”The Church of Esau is, and remains, what it is. It must nail Christ, its only hope, to the Cross. There is no alternative: when men do not joyfully accept the divine order, whereby God chooses us and not we Him, they must inevitably overthrow it. However apparent the failings of the Church may be—its superficiality and dullness, its worldliness and its asceticism, its useless humility and its equally useless pride, its misplaced zeal in trivial matters and its equally misplaced and helpless unconcern with the things of existence and non-existence,—these, and many other accusations which may be brought against the Church, would not be sufficient to secure its condemnation, were it not that it stood already condemned by its failure to accept the judgement pronounced over men as men, before ever they have committed this or that offence or failed in this or that particular.

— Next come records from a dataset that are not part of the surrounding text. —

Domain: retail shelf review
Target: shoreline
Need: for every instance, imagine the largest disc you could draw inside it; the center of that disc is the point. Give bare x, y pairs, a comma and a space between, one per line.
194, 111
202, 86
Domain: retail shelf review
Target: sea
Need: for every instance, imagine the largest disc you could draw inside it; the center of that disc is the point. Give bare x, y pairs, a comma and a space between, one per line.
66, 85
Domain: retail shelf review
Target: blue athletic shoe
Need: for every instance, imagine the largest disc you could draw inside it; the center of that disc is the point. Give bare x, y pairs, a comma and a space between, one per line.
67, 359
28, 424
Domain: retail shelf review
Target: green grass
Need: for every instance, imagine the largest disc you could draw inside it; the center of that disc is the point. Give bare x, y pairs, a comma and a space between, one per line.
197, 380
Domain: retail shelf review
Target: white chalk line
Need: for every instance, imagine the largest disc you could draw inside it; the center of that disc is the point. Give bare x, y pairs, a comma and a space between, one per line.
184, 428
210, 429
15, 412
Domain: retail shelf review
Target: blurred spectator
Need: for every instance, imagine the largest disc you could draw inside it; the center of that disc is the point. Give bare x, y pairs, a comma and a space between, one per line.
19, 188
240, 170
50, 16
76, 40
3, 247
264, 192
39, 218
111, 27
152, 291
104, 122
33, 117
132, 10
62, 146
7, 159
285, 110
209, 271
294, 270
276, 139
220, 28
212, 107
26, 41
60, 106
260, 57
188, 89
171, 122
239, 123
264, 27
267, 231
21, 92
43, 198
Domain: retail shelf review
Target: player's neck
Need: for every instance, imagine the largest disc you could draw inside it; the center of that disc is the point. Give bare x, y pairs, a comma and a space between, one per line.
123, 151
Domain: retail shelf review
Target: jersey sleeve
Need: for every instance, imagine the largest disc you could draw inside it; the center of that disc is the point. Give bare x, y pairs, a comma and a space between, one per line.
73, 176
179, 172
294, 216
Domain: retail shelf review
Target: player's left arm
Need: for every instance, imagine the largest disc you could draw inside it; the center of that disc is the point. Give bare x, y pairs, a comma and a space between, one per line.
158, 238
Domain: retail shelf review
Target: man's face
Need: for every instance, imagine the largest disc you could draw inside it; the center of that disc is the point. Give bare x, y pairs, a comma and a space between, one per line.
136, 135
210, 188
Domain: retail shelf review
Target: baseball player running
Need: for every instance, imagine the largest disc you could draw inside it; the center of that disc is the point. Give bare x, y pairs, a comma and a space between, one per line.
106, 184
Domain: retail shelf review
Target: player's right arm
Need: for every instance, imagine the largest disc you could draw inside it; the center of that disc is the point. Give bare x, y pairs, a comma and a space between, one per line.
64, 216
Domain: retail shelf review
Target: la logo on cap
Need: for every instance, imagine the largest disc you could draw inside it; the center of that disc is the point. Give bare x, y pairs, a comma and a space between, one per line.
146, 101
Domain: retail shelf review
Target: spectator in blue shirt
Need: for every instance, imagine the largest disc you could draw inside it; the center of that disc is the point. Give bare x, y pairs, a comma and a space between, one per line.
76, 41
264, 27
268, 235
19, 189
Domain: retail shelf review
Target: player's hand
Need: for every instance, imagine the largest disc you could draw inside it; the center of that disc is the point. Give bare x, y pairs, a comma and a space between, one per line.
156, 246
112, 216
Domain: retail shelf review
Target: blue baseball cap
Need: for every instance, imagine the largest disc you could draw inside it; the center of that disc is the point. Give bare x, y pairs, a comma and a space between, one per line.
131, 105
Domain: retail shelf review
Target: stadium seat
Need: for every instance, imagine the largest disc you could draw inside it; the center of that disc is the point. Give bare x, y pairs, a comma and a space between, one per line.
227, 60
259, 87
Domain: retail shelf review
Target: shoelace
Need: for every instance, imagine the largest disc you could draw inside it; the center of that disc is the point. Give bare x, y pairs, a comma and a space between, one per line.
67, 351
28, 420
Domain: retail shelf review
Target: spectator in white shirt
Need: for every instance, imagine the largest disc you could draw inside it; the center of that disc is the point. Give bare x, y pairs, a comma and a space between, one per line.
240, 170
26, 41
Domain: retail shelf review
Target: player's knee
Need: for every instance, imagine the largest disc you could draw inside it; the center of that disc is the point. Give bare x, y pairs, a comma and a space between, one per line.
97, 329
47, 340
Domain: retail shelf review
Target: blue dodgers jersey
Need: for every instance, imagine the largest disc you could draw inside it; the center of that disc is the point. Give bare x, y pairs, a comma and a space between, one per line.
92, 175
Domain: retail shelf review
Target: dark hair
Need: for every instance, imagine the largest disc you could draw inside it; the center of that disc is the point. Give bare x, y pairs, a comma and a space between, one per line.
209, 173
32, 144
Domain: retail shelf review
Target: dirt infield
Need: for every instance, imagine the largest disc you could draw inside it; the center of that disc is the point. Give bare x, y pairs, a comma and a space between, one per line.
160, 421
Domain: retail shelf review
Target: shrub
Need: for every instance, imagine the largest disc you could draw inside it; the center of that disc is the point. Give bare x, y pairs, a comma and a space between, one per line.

Were the Church to appear before men as a Church under judgement; did it know of no other justification save that which is in judgement; did it believe in the stone of stumbling and rock of offense, instead of being offended and scandalized at it; then, with all its failings and offences—and certainly one day purified of some of them—it would be the Church of God. The Church, however, which sings its triumphs and trims and popularizes and modernizes itself, in order to minister to and satisfy every need except the one!; the Church which, in spite of many exposures, is still satisfied with itself, and like quicksilver, still seeks and finds its own level; such a Church can never succeed, be it never so zealous, never so active in ridding itself of its failings and blemishes. With or without offenses, it can never be the Church of God, because it is ignorant of the meaning of repentance. […]
Who does not substitute some plan or program or method, some new thing, some new ’interpretation of the truth’, some movement or task, which gives us less to create but more to do, less to ponder but more to talk about, less to endure but more to undertake, than does the righteousness of God? And so we introduce a ’thing’ by which men—and especially religious men—secure an advantage for themselves. Immersed in the happiness of doing and speaking and inaugurating, busy with reforms and revolutions, they are able to forget the judgement hanging over their heads, and so the ’thing’ on which they are engaged turns out more to their credit than if they were to seek naught else but to fear and to love God above all things. Was there ever a period when the Church was free of the temptation to substitute a human righteousness of it own for the righteousness of God? Was there ever a time when the temptation was resisted?”
- Barth, Karl: 1968: The Epistle to the Romans. New York: Oxford University Press. (Utg. på tyska 1922. Engelsk översättning utg. 1933 av Oxford University Press, London.) S 370, 373.